Fire ants first entered the country around 1918 near Mobile, Alabama, and have since spread throughout most of the southeastern United States. Their distinctive dome-shaped mounds in our lawns and gardens are unsightly and interfere with mowing and other activities, but it’s their painful stings that cause the most problems.
Some stinging or biting native insects, such as wasps and bees, serve a much needed purpose: they pollinate our gardens and crops, and without their work, we'd all be long gone from starvation. But fire ants don't seem to do much...well, maybe they naturally till the soil? But we or earthworms can do that!
What would happen if we didn't take steps to control fire ants? Would our land and gardens in the South become nothing more than one never-ending fire ant bed?

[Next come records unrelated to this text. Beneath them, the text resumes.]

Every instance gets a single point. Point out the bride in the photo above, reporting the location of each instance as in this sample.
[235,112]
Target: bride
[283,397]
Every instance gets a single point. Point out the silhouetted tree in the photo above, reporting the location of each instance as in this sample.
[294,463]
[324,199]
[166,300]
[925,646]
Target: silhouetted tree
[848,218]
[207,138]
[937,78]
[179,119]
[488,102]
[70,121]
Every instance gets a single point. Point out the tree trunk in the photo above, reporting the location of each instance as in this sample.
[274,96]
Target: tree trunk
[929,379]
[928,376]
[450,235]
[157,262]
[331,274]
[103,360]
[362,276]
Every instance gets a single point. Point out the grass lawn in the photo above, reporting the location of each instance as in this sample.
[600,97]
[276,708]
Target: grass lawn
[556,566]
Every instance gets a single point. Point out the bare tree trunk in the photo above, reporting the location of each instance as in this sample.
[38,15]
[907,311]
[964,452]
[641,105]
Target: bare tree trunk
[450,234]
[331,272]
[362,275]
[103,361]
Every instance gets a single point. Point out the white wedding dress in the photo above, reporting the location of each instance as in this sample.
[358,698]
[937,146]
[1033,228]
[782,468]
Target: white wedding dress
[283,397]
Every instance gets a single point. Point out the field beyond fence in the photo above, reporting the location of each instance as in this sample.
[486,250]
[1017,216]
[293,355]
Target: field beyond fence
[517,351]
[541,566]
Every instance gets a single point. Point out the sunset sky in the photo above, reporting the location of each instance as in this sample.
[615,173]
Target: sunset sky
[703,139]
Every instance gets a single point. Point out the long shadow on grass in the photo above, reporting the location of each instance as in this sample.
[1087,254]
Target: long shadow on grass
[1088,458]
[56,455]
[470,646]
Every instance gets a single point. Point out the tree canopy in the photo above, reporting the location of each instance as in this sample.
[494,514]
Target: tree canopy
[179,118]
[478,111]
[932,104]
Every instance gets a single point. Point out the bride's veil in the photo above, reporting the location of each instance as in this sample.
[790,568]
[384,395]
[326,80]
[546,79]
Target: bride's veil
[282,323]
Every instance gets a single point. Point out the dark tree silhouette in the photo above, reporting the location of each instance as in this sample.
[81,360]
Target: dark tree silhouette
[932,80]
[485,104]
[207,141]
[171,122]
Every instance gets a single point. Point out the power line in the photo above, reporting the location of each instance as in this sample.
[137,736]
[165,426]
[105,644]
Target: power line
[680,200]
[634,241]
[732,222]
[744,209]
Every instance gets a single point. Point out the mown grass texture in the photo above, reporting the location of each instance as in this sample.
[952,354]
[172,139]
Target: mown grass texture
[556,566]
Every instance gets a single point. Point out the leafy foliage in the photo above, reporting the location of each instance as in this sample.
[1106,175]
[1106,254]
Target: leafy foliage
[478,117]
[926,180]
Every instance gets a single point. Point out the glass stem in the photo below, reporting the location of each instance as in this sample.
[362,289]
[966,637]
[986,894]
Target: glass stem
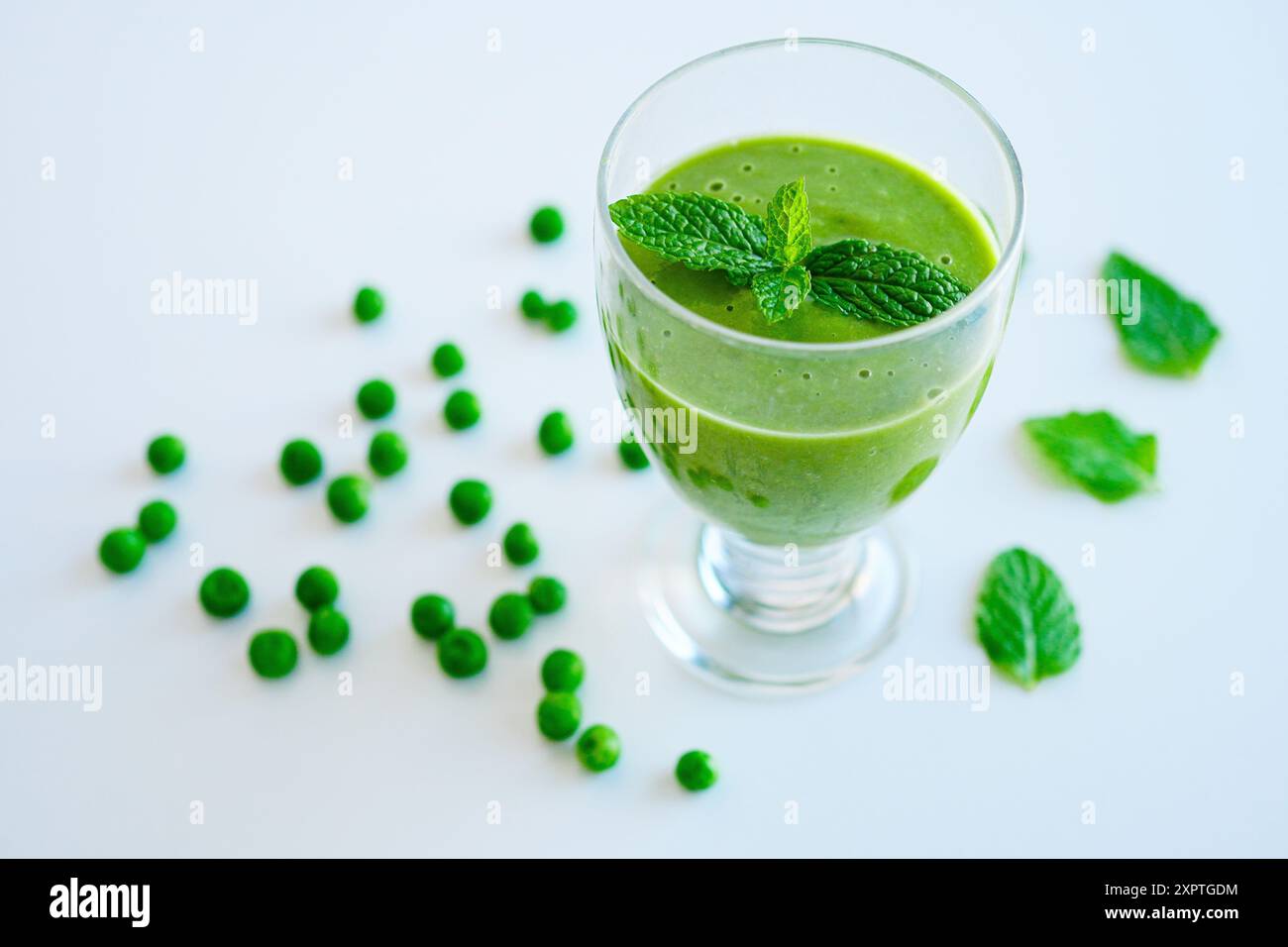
[780,589]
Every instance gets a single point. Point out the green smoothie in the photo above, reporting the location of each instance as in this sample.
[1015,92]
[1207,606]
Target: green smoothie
[811,441]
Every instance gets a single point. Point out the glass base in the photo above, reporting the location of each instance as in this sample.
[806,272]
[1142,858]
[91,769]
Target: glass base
[767,618]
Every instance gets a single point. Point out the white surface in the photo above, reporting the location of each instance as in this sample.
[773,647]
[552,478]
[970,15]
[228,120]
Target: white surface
[223,163]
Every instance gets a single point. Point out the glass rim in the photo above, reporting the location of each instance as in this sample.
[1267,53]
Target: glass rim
[1010,249]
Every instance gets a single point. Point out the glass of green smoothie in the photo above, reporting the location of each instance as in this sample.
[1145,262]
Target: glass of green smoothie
[790,440]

Actually, when not controlled, mound densities can reach 50 to more than 200 mounds per acre!
Fire Ant Control
Fortunately, there are effective treatments to control fire ants that are relatively inexpensive and easy to apply, but successful fire ant control has to be a preventive, ongoing effort. Fire ant control recommendations vary slightly, depending on the particular situation. Be sure to choose products that are labeled for the particular site where you plan to apply them.
Can you ever eliminate all the fire ants on your property? Yes, and no. Yes, you can kill every fire ant on your property when a treatment or combination of treatments are properly applied. However, even if you kill every fire ant on your property, new queens will soon be landing after their mating flights and starting new colonies. Fire ants are persistent. But if you treat regularly and/or preventatively, you can keep most of these new colonies from surviving to become big mounds.
Keep in mind that your location: urban or rural, and the size of your property may determine the method(s) you use for controlling fire ants.
Got a pet anteater? If not...there are three main ways to control fire ants:
- Individual mound treatments
- Broadcast insecticide treatments
- Granular baits
Individual Mound Treatment
This is the method I've found to be most effective and always use. Treating mounds individually may be all that is necessary for small properties or any property where only a few mounds show up from time to time.
Insecticidal dusts containing Acephate, such as Hi-Yield Fire Ant Killer and Surrender, are the most effective and economical products to get the job done. Acephate dust kills ants on contact. Avoid the use of baits, such as Amdro, that worker ants have to carry deep inside the mound to feed to the many queens that can be in a mound. As soon as the worker ants see other ants in the mound dying they stop eating the granules and go to rescuing the queens; carrying them outside the mound to create new colonies all over your yard! Not good.
Apply Acephate dust only on dry mounds in the late afternoon, when the temperatures are cooler and the ants are more active. Lightly spread about a teaspoon of the dust in a circle around the mound and a little on top. Do not disturb the mound and do not water in. The first few ants to come into contact with the acephate dust will die. Then the survivors will go into action attempting to save the queen(s)....but they have to drag the queens and themselves right through the ring of acephate dust you put around the mound. The End.
Note: Whenever using any chemical, always make sure to follow instructions on the product label for application rates and personal protection.